05 November 2012 04:50 [Source: ICIS news]
By Nurluqman Suratman
SINGAPORE (ICIS)--Netherlands’ coatings and specialty chemicals group AkzoNobel expects to see strong revenue growth in Asia, as well as in other emerging markets, in the coming years, backed by the region’s resilience amid the global economic slowdown, a senior company executive said on Monday.
“The business is still pretty large in Europe and the US, but increasingly, we have a larger and larger business in Asia,” Jeremy Rowe, AkzoNobel’s managing director for decorative paints for southeast Asia and the Pacific, told ICIS.
In 2011, the company’s decorative paints business generated €5.3bn ($6.8bn) in sales, with the Asia-Pacific region accounting for 18% of the total, while emerging markets in Europe and Latin-America generated 6% and 12% of total sales, respectively, according to AkzoNobel’s annual report.
North America has a 12% share, while mature European markets have a 20% share of the total, based on the same report.
Currently, Asia accounts for about 20% of the company’s revenue, Roye said.
“About 40% of our business is generated from fast-growing markets now, which includes Asia, Latin America as well as parts of Eastern Europe and this will grow to more than 50% in a few years’ time for sure,” Rowe said.
AkzoNobel has more than 20 manufacturing sites across all its decorative paints, performance coatings and specialty chemicals businesses in southeast Asia, including four main production facilities in Vietnam, Thailand, Indonesia and Malaysia, according to Rowe.
The company’s production sites in Vietnam and Indonesia has been expanded over the last couple of years, he said.
“At this point there are no plans to build new major production facilities in the region as the business has enough capacity for its growing demand, Rowe added.
Meanwhile, the firm’s new multi-purpose AkzoNobel House in Singapore will soon be fully operational by early next year, according to Rowe.
The site will house a number of AkzoNobel businesses and corporate functions, including a new global decorative paints exterior wall expertise centre, as well as research laboratories for the firm’s decorative paints, functional chemicals and surface chemistry businesses.
Demand for decorative paints is still registering strong growth rates in Asia, and is higher than the levels seen in Europe.
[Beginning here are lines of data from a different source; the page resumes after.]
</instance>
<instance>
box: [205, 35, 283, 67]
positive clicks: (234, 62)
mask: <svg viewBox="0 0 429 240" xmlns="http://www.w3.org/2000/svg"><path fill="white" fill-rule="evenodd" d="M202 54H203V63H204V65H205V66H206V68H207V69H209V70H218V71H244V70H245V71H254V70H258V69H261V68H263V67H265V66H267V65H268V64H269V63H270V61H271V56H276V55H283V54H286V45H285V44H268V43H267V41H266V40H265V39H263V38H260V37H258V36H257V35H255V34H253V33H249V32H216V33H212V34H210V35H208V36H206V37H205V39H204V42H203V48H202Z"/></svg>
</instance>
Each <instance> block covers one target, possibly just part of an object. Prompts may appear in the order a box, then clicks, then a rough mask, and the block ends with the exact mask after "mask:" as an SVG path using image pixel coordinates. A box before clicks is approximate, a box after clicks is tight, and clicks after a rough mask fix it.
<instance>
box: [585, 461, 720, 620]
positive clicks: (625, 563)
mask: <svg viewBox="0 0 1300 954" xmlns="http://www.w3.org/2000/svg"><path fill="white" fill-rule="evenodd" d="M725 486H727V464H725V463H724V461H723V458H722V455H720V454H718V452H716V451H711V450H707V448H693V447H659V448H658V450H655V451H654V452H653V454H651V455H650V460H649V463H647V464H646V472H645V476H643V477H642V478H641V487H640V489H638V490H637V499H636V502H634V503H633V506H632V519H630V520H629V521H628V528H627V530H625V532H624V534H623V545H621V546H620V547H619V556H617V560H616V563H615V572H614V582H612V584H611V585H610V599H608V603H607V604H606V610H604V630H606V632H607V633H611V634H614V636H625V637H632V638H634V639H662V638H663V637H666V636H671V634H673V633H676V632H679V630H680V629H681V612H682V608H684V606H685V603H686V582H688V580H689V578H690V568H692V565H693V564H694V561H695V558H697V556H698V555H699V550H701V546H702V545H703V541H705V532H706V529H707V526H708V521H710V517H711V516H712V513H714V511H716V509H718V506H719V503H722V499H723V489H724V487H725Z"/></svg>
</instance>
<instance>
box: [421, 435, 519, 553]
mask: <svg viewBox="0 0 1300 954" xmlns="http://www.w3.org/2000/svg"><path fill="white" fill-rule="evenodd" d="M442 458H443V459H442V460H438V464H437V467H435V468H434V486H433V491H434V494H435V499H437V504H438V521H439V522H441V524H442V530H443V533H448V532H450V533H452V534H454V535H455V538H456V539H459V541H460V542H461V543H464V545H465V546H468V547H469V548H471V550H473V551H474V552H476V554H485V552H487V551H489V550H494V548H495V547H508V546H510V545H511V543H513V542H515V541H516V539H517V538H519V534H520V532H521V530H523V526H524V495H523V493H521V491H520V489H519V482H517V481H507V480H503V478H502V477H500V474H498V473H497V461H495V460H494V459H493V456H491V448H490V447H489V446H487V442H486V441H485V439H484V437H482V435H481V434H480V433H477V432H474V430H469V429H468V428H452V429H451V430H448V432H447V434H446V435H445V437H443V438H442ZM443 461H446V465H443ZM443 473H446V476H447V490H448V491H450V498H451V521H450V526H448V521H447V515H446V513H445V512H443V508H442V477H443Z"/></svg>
But the pace of growth has been slower compared to rates seen in previous years as economies weaken, he said.
“Growth rates have come down from 2010 and 2011, but Asia has significantly higher growth rates than the other regions,” Rowe said, adding that paint markets generally grow at about 1.0 to 1.5 times the GDP growth.
“We tend to experience slightly sharper slowdowns and rises when GDP changes. The important thing for us in terms of long-term market growth is that even if there is a short-term break – such in 2009 and 1999 – fundamentally, you know it’s going to rise again,” Rowe said, referring to the years that immediately followed major financial crises.
The global economy plunged into recession in 2009, following a global financial crisis that originated in the US in late 2008, while 1997-1998 marked the Asian Financial Crisis.